YARN stands for “Yet-Another-Resource-Negotiator”. It is a new framework that facilitates writing arbitrary distributed processing frameworks and applications.
YARN provides the daemons and APIs necessary to develop generic distributed applications of any kind, handles and schedules resource requests (such as memory and CPU) from such applications, and supervises their execution.
YARN’s execution model is more generic than the earlier MapReduce implementation. YARN can run applications that do not follow the MapReduce model, unlike the original Apache Hadoop MapReduce (also called MR1).
What YARN Does
YARN enhances the power of a Hadoop compute cluster in the following ways:
- Scalability The processing power in data centers continues to grow quickly. Because YARN ResourceManager focuses exclusively on scheduling, it can manage those larger clusters much more easily.
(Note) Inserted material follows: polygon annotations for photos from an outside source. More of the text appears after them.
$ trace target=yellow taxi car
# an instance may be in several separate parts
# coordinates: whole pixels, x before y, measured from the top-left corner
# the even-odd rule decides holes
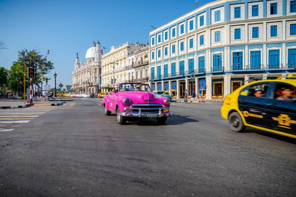
[[[227,95],[221,115],[230,130],[250,127],[296,138],[296,75],[252,82]]]
[[[108,92],[102,93],[98,95],[98,98],[104,98],[105,96],[108,94]]]

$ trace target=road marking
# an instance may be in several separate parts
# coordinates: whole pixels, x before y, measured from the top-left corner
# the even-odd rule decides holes
[[[13,130],[14,130],[14,129],[0,129],[0,132],[11,131],[13,131]]]
[[[27,123],[30,120],[21,120],[18,121],[0,121],[2,124],[15,124],[15,123]]]

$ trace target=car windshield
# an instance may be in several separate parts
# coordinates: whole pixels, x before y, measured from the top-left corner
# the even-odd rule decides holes
[[[147,91],[151,92],[150,87],[147,84],[142,83],[122,83],[119,85],[119,91]]]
- Compatibility with MapReduce Existing MapReduce applications and users can run on top of YARN without disruption to their existing processes.
- Improved cluster utilization. The ResourceManager is a pure scheduler that optimizes cluster utilization according to criteria such as capacity guarantees, fairness, and SLAs. Also, unlike before, there are no named map and reduce slots, which helps to better utilize cluster resources.
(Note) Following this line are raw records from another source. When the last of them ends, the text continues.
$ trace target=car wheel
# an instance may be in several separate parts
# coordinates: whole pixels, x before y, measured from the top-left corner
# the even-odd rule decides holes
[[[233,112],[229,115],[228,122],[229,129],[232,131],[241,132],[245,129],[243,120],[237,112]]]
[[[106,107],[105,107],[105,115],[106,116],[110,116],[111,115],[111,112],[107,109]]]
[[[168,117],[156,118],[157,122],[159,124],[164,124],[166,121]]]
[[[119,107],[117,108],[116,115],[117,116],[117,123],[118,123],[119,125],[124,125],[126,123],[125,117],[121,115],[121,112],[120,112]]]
- Support for workloads other than MapReduce Additional programming models such as graph processing and iterative modeling are now possible for data processing. These added models allow enterprises to realize near real-time processing and increased ROI on their Hadoop investments.
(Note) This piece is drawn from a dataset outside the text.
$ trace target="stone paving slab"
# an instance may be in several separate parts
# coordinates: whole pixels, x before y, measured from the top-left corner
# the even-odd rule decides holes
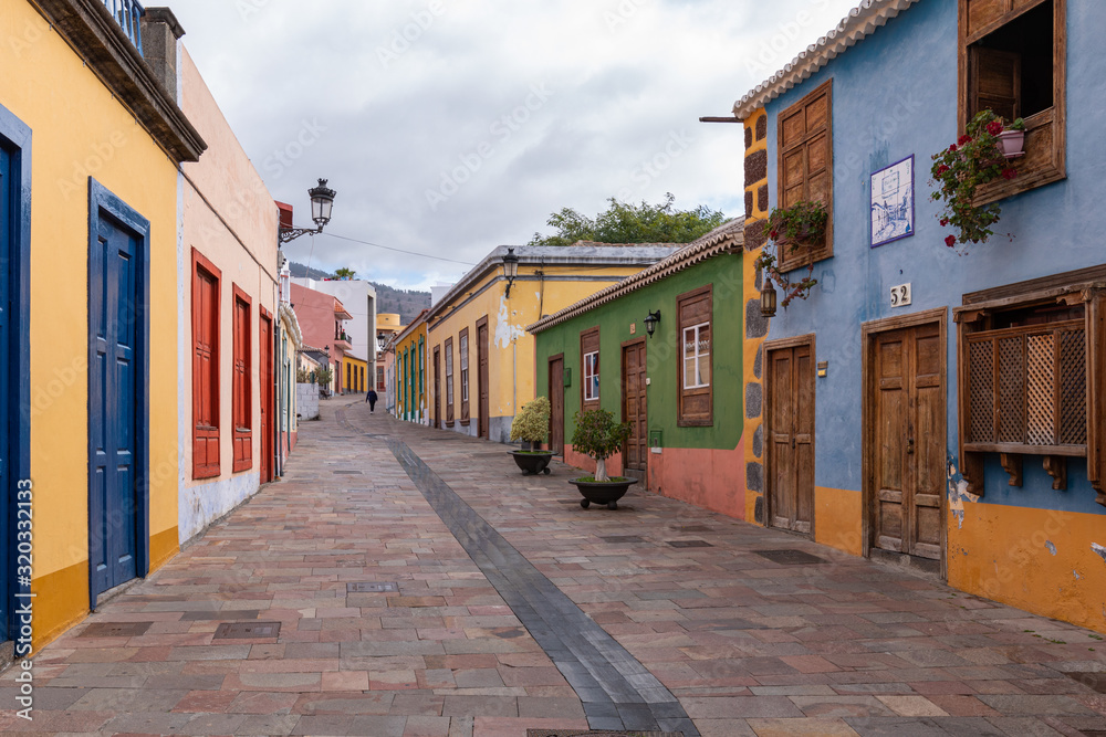
[[[1092,632],[638,487],[617,510],[584,510],[563,463],[523,477],[501,445],[356,403],[338,423],[343,403],[301,427],[282,481],[39,653],[34,722],[12,713],[15,673],[0,677],[0,733],[524,737],[639,716],[606,714],[586,668],[557,670],[563,653],[522,627],[533,603],[493,586],[494,566],[517,568],[493,559],[489,576],[467,555],[389,438],[705,737],[1106,733]],[[667,545],[680,539],[711,547]],[[780,549],[827,562],[757,554]],[[347,592],[355,581],[399,591]],[[280,636],[211,639],[242,620],[281,622]],[[97,622],[152,624],[79,636]]]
- Agility With MapReduce becoming a user-land library, it can evolve independently of the underlying resource manager layer and in a much more agile manner.
How YARN Works
The fundamental idea of YARN is to split up the two major responsibilities of the JobTracker/TaskTracker into separate entities:
- a global ResourceManager
- a per-application ApplicationMaster.
- a per-node slave NodeManager and
- a per-application Container running on a NodeManager
The ResourceManager and the NodeManager form the new, and generic, system for managing applications in a distributed manner. The ResourceManager is the ultimate authority that arbitrates resources among all the applications in the system. The per-application ApplicationMaster is a framework-specific entity and is tasked with negotiating resources from the ResourceManager and working with the NodeManager(s) to execute and monitor the component tasks.\ The ResourceManager has a scheduler, which is responsible for allocating resources to the various running applications, according to constraints such as queue capacities, user-limits etc. The scheduler performs its scheduling function based on the resource requirements of the applications. The NodeManager is the per-machine slave, which is responsible for launching the applications’ containers, monitoring their resource usage (cpu, memory, disk, network) and reporting the same to the ResourceManager. Each ApplicationMaster has the responsibility of negotiating appropriate resource containers from the scheduler, tracking their status, and monitoring their progress. From the system perspective, the ApplicationMaster runs as a normal container.
Introducing Apache Hadoop YARN
Apache Hadoop YARN joins Hadoop Common (core libraries), Hadoop HDFS (storage) and Hadoop MapReduce (the MapReduce implementation) as the sub-projects of the Apache Hadoop which, itself, is a Top Level Project in the Apache Software Foundation. Until this milestone, YARN was a part of the Hadoop MapReduce project and now is poised to stand up on it’s own as a sub-project of Hadoop.
In a nutshell, Hadoop YARN is an attempt to take Apache Hadoop beyond MapReduce for data-processing.
As folks are aware, Hadoop HDFS is the data storage layer for Hadoop and MapReduce was the data-processing layer. However, the MapReduce algorithm, by itself, isn’t sufficient for the very wide variety of use-cases we see Hadoop being employed to solve. With YARN, Hadoop now has a generic resource-management and distributed application framework, where by, one can implement multiple data processing applications customized for the task at hand. Hadoop MapReduce is now one such application for YARN and I see several others given my vantage point – in future you will see MPI, graph-processing, simple services etc.; all co-existing with MapReduce applications in a Hadoop YARN cluster.